Она была на год младше, приехала из Киева и довольно быстро и бесстеснительно, как бывает при восторженной первой любви у экзальтированных девушек, стала считать его своим суженым, настойчиво заставляя его исполнять эту роль и ускоряя близость. Впрочем, подобные отношения соответствовали времени, свободная любовь при полном равенстве полов была в моде. «Долой стыд!» – под таким лозунгом коминтерновец Карл Радек провёл колонну обнажённых по Красной площади. К тому же Сашенька не могла без него жить и могла объявиться даже среди ночи, уводя его с собой гулять по Москве. Её желание быть с ним было настолько сильным, что он наконец перестал сопротивляться…

И они тайно обвенчались.

Придя домой, Даниил долго не решался сказать об этом. Наконец осмелился:

– Мамочка, я перед тобой очень, очень виноват, простишь ли ты меня когда-нибудь? – искренне повинился он перед мамой Лилей.

Елизавета Михайловна уже догадывалась, что такое начало разговора связано с Сашенькой, которая за это время так и не захотела по-настоящему познакомиться с ней, с остальными домочадцами.
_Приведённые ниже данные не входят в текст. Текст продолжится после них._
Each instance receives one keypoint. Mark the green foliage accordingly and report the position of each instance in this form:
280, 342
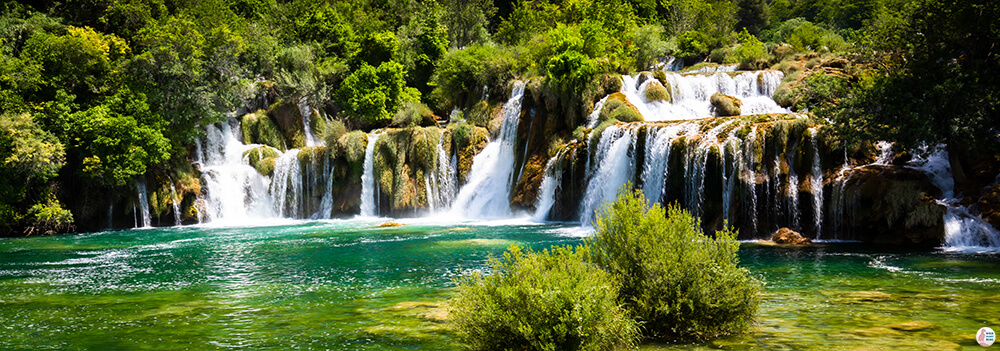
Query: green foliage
117, 140
413, 114
750, 52
467, 21
676, 280
49, 218
617, 107
27, 149
550, 300
335, 129
480, 115
259, 128
649, 45
373, 94
462, 72
376, 48
354, 144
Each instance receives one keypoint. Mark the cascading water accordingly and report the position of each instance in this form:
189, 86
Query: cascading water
690, 94
368, 183
175, 202
615, 166
655, 166
694, 167
963, 229
140, 187
306, 113
286, 184
441, 182
234, 191
547, 191
487, 192
816, 184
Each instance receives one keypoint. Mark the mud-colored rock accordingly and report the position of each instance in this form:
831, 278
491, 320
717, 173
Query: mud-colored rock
913, 326
725, 105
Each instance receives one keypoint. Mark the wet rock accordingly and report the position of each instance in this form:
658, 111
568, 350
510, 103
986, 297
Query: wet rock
863, 296
913, 326
725, 105
789, 237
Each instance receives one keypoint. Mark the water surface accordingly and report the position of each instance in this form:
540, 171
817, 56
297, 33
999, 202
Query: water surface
349, 285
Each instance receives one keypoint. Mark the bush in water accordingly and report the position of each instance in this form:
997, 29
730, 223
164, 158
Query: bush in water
677, 281
550, 300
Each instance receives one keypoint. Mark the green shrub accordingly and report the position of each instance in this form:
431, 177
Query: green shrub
618, 107
354, 144
334, 130
552, 300
480, 115
656, 91
413, 114
677, 281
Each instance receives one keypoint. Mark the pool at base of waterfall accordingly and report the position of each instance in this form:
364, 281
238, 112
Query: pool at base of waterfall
349, 284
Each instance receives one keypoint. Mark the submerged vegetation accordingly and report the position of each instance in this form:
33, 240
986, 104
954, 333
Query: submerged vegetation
647, 271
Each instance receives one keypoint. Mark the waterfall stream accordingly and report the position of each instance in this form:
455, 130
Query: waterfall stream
369, 194
487, 192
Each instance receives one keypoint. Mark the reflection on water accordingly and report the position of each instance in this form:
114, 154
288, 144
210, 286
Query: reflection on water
350, 285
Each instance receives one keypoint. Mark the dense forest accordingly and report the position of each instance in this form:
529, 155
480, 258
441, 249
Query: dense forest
94, 93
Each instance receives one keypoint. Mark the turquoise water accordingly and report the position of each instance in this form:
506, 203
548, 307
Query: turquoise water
349, 285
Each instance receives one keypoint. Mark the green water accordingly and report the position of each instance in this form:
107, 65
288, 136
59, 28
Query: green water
347, 285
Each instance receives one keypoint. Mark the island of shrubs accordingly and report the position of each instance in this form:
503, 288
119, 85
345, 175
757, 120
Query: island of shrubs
648, 272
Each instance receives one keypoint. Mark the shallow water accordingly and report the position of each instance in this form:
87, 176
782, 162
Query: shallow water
348, 285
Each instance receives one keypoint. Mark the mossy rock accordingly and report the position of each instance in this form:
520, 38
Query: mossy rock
262, 158
259, 128
288, 118
619, 108
354, 144
480, 114
725, 105
655, 91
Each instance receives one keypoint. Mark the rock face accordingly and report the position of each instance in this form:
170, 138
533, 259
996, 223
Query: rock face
725, 105
893, 205
787, 236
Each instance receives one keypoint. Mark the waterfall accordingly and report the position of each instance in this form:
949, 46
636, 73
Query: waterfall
816, 184
234, 191
547, 191
487, 192
690, 94
176, 203
655, 163
694, 166
140, 187
593, 119
441, 181
368, 182
326, 204
963, 229
286, 184
306, 113
792, 187
750, 163
615, 166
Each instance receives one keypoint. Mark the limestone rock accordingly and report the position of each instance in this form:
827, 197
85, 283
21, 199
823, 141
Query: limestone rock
725, 105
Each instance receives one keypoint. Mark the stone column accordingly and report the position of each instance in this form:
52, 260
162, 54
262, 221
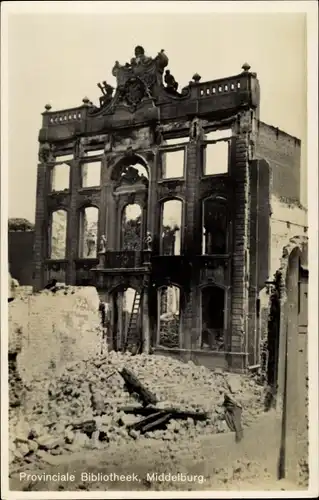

Но спросила, называя его так, как звала в минуты особой близости.

– Дуся, дитя моё, в чём дело?

– Мамочка, я женился…

Она ожидала чего угодно, только не такого признания. Справившись с волнением, понимая, что жениться он мог только на Сашеньке и теперь уже ничего не изменить, всё же не выдержала, спросила:

– Милый ты мой, зачем же ты это сделал?

– Мамочка, так надо было, да мы и любим друг друга.

Она не стала допытываться, почему так было надо, поверив ему и предполагая некие данные им обязательства. И не поверила, что он её любит. Сашенька, вероятно, действительно его любит, как любят эгоистичные натуры, не желая ни с кем делить, оттого и не захотела войти в их семью, а вот он… Он просто не устоял перед её напором…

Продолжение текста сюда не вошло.